Public Health & Medicine
Brazil is a large country, and its public health infrastructure varies depending on location. While health care is quite good in many large cities, there may be less access to health care facilities in rural areas. Public health care workers can contribute to Brazilian society in many ways, from providing educational programs to working directly in health care clinics.
While Portuguese skills aren’t required in all health care positions, some background in the language can make your work much more effective. Be sure to speak with your employer about what kind of support you’ll be receiving on the ground to ensure you can be successful in your work.
Many jobs for foreigners in Brazil are specifically for high-skilled workers, especially in the engineering field. The country is growing, and the demand for infrastructure and energy is at an all-time high. Workers with a background in these areas can make quite good money, especially when employed at large companies.
While other positions in Brazil may be short-term, most jobs in engineering are longer-term commitments. This can be helpful when applying for working permits, as the company will often assist you through the process and can offer additional guidance on applying for permanent residency. Speaking Portuguese isn’t always a requirement for these positions, but knowing some will take you a long way toward enjoying your time in Brazil.
Maybe you’re moving to Brazil because you’ve already visited as a tourist, and now you can’t wait to go back. We hear you! Tourism is one of Brazil’s biggest industries, and there are tons of jobs for those who want to assist travelers. From leading tour groups and adventure treks to working in an information center, there are a lot of opportunities to share your love of Brazil with other travelers.
Being able to speak English and Portuguese is a must in this type of job, and knowing multiple languages is even better. Depending on your job duties, you may be interacting with people from many different countries and backgrounds throughout the day.
Business careers fall along a wide spectrum, and you could be looking for jobs in finance, technology, advertising, or sales. All of these and more are on offer in Brazil, and many of these companies are looking for internationally-minded individuals to help them expand their reach. You’ll have the best luck if you already have some work experience in the field, and having a degree is even better.

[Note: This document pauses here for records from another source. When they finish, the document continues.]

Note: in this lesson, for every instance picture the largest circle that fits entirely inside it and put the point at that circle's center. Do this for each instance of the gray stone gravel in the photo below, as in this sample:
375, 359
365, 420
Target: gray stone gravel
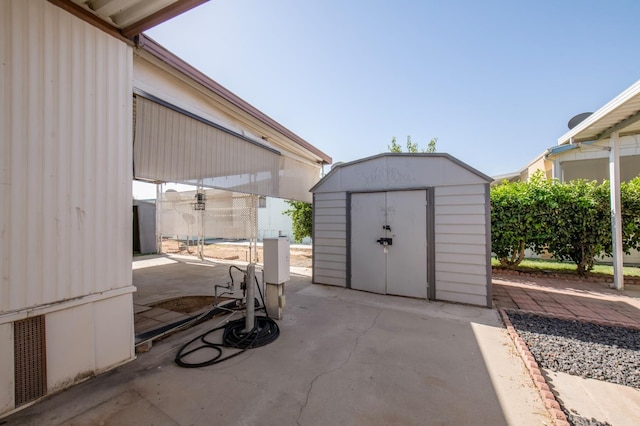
582, 349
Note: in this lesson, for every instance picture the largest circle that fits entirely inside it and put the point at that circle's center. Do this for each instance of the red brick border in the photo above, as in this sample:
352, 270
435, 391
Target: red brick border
558, 416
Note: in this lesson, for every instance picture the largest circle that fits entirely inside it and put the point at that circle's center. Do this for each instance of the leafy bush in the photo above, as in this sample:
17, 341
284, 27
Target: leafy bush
301, 214
571, 220
517, 219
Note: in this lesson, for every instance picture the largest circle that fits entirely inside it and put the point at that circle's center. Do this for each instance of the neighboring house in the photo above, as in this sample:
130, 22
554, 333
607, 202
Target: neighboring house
605, 142
272, 222
89, 104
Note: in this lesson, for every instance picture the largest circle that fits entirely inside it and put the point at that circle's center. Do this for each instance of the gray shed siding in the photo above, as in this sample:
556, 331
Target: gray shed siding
330, 238
460, 213
461, 244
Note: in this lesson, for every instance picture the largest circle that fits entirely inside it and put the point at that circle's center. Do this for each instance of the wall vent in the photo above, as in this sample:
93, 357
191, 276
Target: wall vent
30, 359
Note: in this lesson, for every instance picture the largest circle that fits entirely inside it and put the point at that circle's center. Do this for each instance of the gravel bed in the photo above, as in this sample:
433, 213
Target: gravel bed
582, 349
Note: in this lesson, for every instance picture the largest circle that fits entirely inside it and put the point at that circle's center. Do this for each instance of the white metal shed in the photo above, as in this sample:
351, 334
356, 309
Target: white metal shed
416, 225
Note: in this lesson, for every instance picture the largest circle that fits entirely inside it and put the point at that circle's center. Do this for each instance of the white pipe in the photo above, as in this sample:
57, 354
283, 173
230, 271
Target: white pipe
251, 285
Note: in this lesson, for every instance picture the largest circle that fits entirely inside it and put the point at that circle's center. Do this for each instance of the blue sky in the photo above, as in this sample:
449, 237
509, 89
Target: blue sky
494, 81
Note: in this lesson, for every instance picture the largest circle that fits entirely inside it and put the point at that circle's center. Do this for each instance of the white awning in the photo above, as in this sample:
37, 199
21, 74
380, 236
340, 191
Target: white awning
173, 145
621, 114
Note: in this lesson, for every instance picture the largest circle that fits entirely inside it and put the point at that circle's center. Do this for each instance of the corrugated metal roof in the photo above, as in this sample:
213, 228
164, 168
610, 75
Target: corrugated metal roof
621, 114
150, 46
127, 18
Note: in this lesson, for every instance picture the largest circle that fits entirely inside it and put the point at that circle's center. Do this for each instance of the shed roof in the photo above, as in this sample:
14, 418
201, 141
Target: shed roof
392, 171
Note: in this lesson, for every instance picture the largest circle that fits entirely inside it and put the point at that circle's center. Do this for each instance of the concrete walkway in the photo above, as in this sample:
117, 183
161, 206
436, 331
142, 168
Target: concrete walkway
343, 358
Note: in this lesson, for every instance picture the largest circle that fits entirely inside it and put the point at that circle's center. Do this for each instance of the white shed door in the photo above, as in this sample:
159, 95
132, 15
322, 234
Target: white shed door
400, 267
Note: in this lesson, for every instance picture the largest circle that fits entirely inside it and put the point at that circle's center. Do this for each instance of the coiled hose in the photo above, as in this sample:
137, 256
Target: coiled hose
264, 331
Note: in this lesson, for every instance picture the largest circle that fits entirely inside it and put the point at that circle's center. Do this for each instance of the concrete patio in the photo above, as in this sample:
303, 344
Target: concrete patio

In addition to looking at companies based in Brazil, another option is to explore multinational companies with branches in the country. Sometimes it can be easier to start out in your home country and then seek out a transfer after you’ve proven you can do the job. Sure, this is playing the long game, but it can pay out in spades if you’re patient.
Your next stop? Jobs in Brazil!
By now you may have figured out that moving to Brazil isn’t necessarily a piece of cake, but it is possible for those who are motivated. Your best bet is to cultivate a skill before looking for a job, either by obtaining a teaching certification or getting some work experience in your field. Once you’ve shown that you’re an extraordinary employee, it’ll be that much easier to land yourself an interview and get an offer. Then before you know it, you’ll be packing your bags for the adventure of a lifetime!